Beauty, that’s what’s on my mind. Arguments are being made left and right by people who want to put an end to ugliness. And I’m on board with that, especially as it relates to the ugliness in my own heart. I see deep-seated ugliness in myself many times throughout the day, as I make quick judgments about people, based merely on appearance or their confusion about reality.
That I should have a lower opinion of man than God does is probably the epitome of my poor judgment, the basement of my stupidity. But there it is: I think poorly of what God loves. This is ugliness in my heart, and I project it on the world around me.
But Beauty
This attracts me. I’m never repulsed by beauty, are you? Want to convince me of something? Show me not just the ugliness of what you would have me set aside, but the beauty of what you would have me reach for.

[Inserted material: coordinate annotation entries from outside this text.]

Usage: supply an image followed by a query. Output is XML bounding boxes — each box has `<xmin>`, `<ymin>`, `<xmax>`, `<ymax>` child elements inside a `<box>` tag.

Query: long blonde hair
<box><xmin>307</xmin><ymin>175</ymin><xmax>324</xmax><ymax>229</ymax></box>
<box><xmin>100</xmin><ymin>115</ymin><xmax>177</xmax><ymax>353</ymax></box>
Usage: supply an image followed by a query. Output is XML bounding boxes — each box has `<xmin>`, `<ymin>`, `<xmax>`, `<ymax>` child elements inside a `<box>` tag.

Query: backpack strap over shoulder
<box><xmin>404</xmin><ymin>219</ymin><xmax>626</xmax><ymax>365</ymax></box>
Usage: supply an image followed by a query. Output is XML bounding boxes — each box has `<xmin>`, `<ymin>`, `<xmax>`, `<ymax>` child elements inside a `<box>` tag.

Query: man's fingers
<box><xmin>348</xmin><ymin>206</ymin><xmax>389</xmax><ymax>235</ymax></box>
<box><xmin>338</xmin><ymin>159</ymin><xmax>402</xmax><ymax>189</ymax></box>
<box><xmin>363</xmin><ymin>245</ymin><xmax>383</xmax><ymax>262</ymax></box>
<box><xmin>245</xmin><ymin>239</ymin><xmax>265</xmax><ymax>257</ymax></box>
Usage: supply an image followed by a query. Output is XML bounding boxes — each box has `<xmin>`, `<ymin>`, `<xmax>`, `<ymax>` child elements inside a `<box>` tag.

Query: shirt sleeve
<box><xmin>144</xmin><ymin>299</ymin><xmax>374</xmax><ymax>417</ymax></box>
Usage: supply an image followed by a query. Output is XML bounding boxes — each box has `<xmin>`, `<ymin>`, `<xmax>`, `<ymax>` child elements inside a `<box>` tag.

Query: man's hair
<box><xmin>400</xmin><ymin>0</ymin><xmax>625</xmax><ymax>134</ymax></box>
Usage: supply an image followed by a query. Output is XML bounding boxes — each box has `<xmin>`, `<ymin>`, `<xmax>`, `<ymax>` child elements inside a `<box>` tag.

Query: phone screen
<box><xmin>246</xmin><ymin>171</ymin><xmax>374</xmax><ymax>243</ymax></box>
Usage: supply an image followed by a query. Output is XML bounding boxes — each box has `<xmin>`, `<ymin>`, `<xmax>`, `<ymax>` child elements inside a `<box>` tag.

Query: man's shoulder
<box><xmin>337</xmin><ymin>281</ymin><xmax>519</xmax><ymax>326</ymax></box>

We are sometimes blinded to ugliness. We are also blinded to beauty. Arguments should open eyes to beauty, to what could be, and in the end will be: a world fully aware and appreciative of beauty, perfectly reflecting God.
I’m reminded of a poem by Gerard Manly Hopkins. I can’t say that I understand every line of this yet, but let me attempt a reading, nonetheless:
God’s Grandeur
The world is charged with the grandeur of God.
It will flame out, like shining from shook foil;
It gathers to a greatness, like the ooze of oil
Crushed. Why do men then now not reck his rod?
Generations have trod, have trod, have trod;
And all is seared with trade; bleared, smeared with toil;
And wears man’s smudge and shares man’s smell: the soil
Is bare now, nor can foot feel, being shod.
And for all this, nature is never spent;
There lives the dearest freshness deep down things;
And though the last lights off the black West went
Oh, morning, at the brown brink eastward, springs—
Because the Holy Ghost over the bent
World broods with warm breast and with ah! bright wings.